This is a long-belated followup to my thread on Troubleshooting 101 for PHP - [
webmasterworld.com...]
Sometimes you scratch your head and you cannot for the life of you figure out why your HTML is "broken" which can take many forms: things show or don't show, they are the wrong size, float behave differently than you expect and so forth.
In all of these cases, the method is always the same and it is the same as troubleshooting with PHP: boil your problem down to the simplest case where the problem still appears. Then fix it and apply the fix to your real-world case.
Simplify your code The first rule is to not attempt to debug an entire page. Instead, save a copy of the page and start cutting out anything extraneous.

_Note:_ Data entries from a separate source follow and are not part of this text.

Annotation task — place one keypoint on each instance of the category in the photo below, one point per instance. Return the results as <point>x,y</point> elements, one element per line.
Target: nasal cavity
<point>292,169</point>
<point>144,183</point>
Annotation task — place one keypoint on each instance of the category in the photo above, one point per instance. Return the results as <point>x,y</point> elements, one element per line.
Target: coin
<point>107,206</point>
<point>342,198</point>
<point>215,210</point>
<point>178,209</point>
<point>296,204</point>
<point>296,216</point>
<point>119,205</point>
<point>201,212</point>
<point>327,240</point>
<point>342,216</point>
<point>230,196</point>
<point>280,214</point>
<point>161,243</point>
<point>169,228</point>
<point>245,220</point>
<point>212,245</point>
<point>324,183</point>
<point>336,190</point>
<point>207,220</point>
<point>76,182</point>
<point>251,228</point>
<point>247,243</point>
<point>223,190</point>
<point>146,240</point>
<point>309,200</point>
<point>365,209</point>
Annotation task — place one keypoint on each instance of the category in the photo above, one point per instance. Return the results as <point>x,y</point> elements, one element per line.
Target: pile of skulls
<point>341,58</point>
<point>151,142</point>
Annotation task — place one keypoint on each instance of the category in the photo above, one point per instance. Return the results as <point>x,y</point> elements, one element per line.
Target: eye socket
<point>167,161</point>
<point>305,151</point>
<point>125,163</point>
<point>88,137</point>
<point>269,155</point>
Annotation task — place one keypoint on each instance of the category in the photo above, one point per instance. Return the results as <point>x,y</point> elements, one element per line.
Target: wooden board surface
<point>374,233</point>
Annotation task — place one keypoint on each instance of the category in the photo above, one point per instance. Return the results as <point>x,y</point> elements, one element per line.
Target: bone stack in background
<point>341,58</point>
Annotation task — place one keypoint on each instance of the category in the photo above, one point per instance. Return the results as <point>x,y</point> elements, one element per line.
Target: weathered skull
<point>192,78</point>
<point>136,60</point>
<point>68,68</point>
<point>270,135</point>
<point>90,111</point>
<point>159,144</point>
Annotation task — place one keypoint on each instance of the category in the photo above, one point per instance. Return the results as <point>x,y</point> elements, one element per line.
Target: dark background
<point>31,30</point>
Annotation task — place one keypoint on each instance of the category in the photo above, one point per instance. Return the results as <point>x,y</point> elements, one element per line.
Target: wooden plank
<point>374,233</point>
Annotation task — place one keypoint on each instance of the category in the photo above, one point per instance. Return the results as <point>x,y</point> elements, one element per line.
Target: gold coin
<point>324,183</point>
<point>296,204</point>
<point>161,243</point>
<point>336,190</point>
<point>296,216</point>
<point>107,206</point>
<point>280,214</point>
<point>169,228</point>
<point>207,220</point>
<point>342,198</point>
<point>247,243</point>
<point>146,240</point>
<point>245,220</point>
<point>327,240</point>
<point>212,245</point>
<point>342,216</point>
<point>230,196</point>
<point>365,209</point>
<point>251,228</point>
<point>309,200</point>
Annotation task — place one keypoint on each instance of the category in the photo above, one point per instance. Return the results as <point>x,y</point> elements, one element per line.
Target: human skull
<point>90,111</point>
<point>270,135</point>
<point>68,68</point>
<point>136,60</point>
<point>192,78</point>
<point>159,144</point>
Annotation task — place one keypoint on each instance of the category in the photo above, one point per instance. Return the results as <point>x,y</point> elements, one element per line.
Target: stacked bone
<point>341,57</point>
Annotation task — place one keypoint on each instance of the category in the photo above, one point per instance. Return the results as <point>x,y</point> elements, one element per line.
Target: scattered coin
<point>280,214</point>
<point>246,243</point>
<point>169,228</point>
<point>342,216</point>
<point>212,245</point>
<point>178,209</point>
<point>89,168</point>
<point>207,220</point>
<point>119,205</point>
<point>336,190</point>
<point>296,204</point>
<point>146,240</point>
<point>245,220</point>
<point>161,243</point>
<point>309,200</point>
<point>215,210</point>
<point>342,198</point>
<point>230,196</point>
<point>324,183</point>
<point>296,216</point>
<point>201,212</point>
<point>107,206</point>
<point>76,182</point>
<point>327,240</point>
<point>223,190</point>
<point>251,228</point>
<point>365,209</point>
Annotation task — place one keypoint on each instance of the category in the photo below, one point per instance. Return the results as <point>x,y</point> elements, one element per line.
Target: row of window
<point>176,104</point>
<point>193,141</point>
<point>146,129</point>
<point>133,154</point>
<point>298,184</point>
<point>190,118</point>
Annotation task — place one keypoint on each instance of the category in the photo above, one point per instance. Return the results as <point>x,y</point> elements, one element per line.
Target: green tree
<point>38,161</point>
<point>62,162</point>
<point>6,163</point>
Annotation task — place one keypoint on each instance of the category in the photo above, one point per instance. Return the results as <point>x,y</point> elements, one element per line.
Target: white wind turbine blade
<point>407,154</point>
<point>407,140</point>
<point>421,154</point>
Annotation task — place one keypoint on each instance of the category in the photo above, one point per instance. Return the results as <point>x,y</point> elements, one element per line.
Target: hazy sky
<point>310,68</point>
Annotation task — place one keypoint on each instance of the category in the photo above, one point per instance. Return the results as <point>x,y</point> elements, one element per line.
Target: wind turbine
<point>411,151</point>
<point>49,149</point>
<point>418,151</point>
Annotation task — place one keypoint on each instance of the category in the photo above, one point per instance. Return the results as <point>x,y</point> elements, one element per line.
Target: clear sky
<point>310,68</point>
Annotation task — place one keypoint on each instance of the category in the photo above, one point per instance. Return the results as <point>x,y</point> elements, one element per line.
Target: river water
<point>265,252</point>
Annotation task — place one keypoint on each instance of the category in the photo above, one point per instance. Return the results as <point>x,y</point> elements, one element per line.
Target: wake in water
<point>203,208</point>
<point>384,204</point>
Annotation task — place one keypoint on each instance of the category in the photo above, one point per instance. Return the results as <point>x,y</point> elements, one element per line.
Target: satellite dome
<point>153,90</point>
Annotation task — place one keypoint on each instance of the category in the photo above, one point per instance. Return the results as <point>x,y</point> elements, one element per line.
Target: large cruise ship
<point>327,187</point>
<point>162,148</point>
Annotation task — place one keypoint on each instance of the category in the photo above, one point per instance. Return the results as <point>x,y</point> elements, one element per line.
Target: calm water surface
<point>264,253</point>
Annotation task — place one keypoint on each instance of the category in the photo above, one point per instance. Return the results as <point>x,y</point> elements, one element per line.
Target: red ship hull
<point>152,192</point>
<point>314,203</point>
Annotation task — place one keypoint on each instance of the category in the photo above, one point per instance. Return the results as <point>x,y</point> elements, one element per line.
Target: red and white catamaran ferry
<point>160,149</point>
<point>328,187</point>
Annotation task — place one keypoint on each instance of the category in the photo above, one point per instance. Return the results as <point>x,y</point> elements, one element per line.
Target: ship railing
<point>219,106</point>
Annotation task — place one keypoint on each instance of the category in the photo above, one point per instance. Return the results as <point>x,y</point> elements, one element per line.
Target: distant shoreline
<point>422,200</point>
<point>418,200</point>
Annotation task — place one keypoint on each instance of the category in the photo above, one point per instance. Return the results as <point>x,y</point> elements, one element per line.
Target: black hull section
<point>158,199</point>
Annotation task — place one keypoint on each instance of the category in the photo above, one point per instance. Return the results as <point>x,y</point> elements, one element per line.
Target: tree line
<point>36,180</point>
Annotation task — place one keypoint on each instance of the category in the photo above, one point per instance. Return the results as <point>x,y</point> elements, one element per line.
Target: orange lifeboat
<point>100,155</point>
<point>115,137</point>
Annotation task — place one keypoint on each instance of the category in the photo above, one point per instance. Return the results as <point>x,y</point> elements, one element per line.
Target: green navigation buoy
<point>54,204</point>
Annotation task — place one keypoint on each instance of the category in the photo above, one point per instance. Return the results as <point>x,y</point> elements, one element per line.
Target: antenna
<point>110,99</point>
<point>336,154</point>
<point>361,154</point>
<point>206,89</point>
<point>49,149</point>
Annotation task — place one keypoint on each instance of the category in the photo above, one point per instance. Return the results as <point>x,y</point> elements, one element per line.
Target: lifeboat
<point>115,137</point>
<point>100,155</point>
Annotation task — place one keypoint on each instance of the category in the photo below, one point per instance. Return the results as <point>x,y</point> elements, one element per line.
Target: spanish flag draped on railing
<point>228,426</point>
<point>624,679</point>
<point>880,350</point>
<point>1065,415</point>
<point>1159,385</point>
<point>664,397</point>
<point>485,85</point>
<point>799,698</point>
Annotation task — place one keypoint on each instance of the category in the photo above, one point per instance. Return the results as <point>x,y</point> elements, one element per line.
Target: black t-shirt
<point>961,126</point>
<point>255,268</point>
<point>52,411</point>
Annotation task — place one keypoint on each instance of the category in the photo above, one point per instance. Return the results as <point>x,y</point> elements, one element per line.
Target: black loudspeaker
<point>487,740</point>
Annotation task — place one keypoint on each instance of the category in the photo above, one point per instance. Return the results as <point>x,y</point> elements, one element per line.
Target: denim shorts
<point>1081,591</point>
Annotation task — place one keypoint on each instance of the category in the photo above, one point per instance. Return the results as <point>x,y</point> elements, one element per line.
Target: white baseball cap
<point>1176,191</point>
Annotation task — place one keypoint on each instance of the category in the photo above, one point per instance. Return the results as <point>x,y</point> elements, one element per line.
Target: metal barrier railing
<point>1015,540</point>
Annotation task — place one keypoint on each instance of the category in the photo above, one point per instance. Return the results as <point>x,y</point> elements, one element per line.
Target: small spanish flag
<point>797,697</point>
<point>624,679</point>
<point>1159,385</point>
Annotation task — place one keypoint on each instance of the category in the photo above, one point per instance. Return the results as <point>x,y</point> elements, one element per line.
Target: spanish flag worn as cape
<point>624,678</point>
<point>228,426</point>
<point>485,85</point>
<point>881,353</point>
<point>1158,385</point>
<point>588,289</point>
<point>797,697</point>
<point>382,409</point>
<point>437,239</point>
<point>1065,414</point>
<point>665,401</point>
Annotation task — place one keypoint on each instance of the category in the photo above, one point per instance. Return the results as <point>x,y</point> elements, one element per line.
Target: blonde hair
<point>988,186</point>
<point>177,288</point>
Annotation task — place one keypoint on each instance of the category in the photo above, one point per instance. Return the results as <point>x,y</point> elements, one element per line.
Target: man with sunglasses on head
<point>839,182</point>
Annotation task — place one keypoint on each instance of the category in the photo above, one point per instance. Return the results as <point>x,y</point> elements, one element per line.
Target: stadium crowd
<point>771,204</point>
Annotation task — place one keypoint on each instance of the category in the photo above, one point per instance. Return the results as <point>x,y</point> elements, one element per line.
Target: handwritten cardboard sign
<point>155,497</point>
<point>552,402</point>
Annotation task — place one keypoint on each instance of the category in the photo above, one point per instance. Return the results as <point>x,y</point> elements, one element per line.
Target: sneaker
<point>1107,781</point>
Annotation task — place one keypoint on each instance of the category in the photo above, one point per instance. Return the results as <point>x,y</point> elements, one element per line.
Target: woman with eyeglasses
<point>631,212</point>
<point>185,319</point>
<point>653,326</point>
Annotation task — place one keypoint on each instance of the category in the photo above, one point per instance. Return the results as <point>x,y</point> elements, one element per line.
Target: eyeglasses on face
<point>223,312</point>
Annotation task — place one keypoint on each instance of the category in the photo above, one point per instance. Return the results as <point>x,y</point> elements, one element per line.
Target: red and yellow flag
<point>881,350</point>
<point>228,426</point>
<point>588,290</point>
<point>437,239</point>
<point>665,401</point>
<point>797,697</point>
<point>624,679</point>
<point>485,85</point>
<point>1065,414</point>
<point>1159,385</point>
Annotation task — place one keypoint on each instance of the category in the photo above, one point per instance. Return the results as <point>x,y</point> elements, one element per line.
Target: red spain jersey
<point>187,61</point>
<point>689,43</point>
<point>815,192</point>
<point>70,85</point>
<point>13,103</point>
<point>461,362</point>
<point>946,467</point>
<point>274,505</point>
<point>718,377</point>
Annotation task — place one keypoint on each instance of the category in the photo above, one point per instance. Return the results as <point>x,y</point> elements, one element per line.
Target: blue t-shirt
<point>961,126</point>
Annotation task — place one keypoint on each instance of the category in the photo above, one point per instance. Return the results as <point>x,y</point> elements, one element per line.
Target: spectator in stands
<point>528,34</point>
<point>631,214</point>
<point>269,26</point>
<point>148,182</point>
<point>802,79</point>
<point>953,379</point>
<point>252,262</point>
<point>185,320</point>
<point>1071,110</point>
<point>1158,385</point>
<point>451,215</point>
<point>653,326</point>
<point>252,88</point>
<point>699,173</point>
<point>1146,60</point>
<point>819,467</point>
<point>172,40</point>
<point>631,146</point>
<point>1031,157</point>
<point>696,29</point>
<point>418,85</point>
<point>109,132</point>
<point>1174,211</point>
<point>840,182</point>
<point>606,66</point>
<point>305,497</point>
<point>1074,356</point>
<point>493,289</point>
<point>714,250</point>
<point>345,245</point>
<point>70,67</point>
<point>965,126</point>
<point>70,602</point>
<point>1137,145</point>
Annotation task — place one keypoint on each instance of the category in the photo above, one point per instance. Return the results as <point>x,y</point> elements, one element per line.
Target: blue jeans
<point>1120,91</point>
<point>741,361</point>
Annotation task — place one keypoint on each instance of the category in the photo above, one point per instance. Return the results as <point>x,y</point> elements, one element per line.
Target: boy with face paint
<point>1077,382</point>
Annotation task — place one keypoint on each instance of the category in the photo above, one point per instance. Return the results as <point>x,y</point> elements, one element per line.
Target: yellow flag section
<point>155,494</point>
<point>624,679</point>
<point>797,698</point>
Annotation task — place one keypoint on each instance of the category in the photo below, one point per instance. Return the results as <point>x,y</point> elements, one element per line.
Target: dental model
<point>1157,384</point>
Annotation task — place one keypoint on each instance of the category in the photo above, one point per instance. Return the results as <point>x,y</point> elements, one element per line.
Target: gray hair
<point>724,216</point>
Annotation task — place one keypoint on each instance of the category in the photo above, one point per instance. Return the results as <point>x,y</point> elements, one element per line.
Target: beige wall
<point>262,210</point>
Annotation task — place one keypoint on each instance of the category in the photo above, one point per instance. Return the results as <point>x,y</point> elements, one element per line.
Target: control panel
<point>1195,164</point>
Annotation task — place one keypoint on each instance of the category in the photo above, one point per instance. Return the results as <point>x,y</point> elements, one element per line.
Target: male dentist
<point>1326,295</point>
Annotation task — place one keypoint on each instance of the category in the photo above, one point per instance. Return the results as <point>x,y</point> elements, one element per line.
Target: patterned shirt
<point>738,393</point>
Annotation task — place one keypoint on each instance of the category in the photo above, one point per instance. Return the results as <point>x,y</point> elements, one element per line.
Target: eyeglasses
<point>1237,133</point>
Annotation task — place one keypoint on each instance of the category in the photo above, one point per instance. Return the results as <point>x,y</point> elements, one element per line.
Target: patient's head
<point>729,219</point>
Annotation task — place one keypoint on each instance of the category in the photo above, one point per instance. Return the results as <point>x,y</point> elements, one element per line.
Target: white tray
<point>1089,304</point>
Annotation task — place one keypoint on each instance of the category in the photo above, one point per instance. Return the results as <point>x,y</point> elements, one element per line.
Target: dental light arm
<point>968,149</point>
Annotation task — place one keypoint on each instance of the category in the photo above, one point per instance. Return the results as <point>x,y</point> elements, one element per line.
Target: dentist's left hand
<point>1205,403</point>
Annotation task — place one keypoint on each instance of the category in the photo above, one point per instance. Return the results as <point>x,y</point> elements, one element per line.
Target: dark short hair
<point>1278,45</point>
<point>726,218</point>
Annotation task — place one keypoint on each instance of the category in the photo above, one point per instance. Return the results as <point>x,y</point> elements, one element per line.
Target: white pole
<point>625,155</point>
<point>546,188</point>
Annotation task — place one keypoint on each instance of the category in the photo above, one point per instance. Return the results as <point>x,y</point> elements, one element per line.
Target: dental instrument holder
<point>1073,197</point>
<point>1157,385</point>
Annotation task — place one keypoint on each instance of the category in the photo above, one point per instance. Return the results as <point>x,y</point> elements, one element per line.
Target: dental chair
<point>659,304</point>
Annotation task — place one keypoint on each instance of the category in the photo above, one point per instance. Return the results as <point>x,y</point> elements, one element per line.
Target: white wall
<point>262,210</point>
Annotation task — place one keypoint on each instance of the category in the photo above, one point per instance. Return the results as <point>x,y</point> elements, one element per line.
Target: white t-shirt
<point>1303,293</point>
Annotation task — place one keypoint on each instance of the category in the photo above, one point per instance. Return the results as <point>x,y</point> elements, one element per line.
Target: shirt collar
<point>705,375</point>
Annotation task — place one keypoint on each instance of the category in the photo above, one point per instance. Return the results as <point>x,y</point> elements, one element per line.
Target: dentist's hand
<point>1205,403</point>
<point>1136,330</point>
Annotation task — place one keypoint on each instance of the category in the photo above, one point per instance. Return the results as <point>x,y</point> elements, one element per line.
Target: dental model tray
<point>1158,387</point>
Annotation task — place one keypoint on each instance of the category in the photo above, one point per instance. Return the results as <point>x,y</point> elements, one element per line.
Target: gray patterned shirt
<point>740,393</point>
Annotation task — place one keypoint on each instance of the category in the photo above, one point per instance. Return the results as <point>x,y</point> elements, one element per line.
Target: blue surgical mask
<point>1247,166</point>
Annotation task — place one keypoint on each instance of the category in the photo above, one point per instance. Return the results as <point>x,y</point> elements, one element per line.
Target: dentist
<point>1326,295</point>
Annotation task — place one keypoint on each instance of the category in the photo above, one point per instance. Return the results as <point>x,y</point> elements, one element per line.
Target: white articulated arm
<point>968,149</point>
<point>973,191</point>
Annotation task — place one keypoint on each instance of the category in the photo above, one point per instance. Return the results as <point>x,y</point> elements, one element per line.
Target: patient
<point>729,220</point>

First cut out all content that is irrelevant to the problem and then reload. Oops! Did that fix the problem? Well, I guess that code is not irrelevant and you have some problem further upstream that you're not seeing.
Then cut out all irrelevant Javascript and CSS. Then irrelevant markup.
Tips for dynamic pages If the page is being generated dynamically by a CMS or a e-comm suite or something, the best thing to do is open the page in your browser and use the Save As option. I find that different browsers save different amounts and I have often found that Chrome and Firefox do not save absolutely everything locally. Opera does a better job. So though I do my actual debugging and testing in Firefox and Chrome, I use Opera to save dynamic pages.
Use your tools The reason I use Firefox for debugging, is because I find Firebug and the Inspect Element tool in Firefox to be superior to Opera's Dragonfly. If you don't understand how to use Firebug and Inspect Element, learn how to use them and the strengths and weaknesses of each.
If you have to debug a problem that only shows up on another browser or on mobile, all browsers now have decent tools and you can pair a mobile device with a computer and use the dev tools on your computer while browsing on the phone if you have to.
Asking for help You've got your code. You've got your tools. Now you just need a bit of persistence. If the code doesn't work in the simplest possible case, then your code is simply wrong.
If you are working on your navigation, you should work on just that. Then slowly wrap it in more and more code until you see how it works with the page.
If you have the simplest possible case that illustrates the problem with the least amount of extraneous information, that would be the code you would then present here when asking for help. This will result in faster and higher-quality answers.